Moor was the editor-in-chief of Minds and Machines (2001-2010), a peer-reviewed academic journal covering artificial intelligence, philosophy, and cognitive science.

Work
Moor lists four kinds of robots in relation to ethics. A machine can be more than one type of agent.
Ethical impact agents: machine systems carrying an ethical impact whether intended or not. Moor gives the example of a watch causing a worker to be on work on time. As well as Ethical impact agents there are Unethical impact agents. Certain agents can be unethical impact agents at certain times and ethical impact agents at other times. He gives the example of what he calls a 'Goodman agent', named after philosopher Nelson Goodman. The Goodman agent compares dates "this was generated by programming yearly dates using only the last two digits of the year, which resulted in dates beyond 2000 being misleadingly treated as earlier than those in the late twentieth century. Thus the Goodman agent was an ethical impact agent before 2000, and an unethical impact agent thereafter."
Implicit ethical agents: machines constrained to avoid unethical outcomes.
Explicit ethical agents: Machines which have algorithms to act ethical.
Full ethical agents: Machines that are ethical in the same way humans are (i.e. have free will, consciousness and intentionality)
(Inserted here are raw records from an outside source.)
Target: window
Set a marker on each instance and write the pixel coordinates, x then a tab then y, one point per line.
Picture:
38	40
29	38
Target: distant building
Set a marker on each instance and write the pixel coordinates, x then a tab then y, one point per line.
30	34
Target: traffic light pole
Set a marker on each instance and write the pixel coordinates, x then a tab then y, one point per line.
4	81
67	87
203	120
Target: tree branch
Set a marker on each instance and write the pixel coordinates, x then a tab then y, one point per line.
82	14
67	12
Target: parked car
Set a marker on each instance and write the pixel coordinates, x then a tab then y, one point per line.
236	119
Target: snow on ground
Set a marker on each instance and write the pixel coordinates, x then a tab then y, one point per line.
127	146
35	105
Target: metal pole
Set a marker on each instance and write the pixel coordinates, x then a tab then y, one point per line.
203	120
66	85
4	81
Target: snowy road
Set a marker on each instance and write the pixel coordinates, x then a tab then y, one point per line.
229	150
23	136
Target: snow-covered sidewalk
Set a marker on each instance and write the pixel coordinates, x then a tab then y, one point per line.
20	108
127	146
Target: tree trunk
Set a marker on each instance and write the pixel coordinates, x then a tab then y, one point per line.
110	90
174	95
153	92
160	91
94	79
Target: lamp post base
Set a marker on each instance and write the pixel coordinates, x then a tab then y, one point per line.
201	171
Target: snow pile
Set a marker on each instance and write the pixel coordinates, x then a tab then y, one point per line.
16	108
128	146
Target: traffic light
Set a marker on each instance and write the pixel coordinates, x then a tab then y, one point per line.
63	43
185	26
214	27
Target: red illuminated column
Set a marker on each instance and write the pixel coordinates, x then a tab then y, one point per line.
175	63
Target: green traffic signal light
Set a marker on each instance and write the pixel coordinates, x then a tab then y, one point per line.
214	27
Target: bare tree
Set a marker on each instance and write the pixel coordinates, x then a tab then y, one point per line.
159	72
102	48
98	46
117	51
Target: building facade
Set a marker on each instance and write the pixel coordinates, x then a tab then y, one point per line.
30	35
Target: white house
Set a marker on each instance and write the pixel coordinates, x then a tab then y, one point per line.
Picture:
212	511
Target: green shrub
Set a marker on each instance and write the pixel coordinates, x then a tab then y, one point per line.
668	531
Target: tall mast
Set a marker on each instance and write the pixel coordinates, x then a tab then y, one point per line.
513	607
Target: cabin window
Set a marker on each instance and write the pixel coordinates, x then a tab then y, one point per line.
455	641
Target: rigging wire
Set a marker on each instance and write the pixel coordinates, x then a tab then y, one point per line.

He has criticised Asimov's Three Laws of Robotics saying that if applied thoroughly they would produce unexpected results. He gives the example of a robot roaming the world trying to prevent harm from all humans.

Awards
 SIGCAS Making a Difference Award, 2003
 Barwise Prize, 2006

Selected publications
Source:
 The Digital Phoenix: How Computers Are Changing Philosophy, Revised Edition, (with Terrell Ward Bynum), Oxford: Basil Blackwell Publishers, 2000.
 Cyberphilosophy: The Intersection of Philosophy and Computing, (with Terrell Ward Bynum) Oxford: Basil Blackwell Publishers, 2002.
 The Turing Test: The Elusive Standard of Artificial Intelligence, Dordrecht: Kluwer Academic Publishers, 2003.
 Nanoethics: The Ethical and Social Implications of Nanotechnology (with Fritz Allhoff, Patrick Lin, and John Weckert), John Wiley & Sons, Inc., 2007.
 The Logic Book, 5th Edition (with Merrie Bergmann and Jack Nelson), New York: McGraw-Hill Publishing Company, 2009.
 Some Implications of a Sample of Practical Turing Tests (with Kevin Warwick and Huma Shah), Minds and Machines, Springer, 2013.

References

Dartmouth College faculty
20th-century American philosophers
Living people
Year of birth missing (living people)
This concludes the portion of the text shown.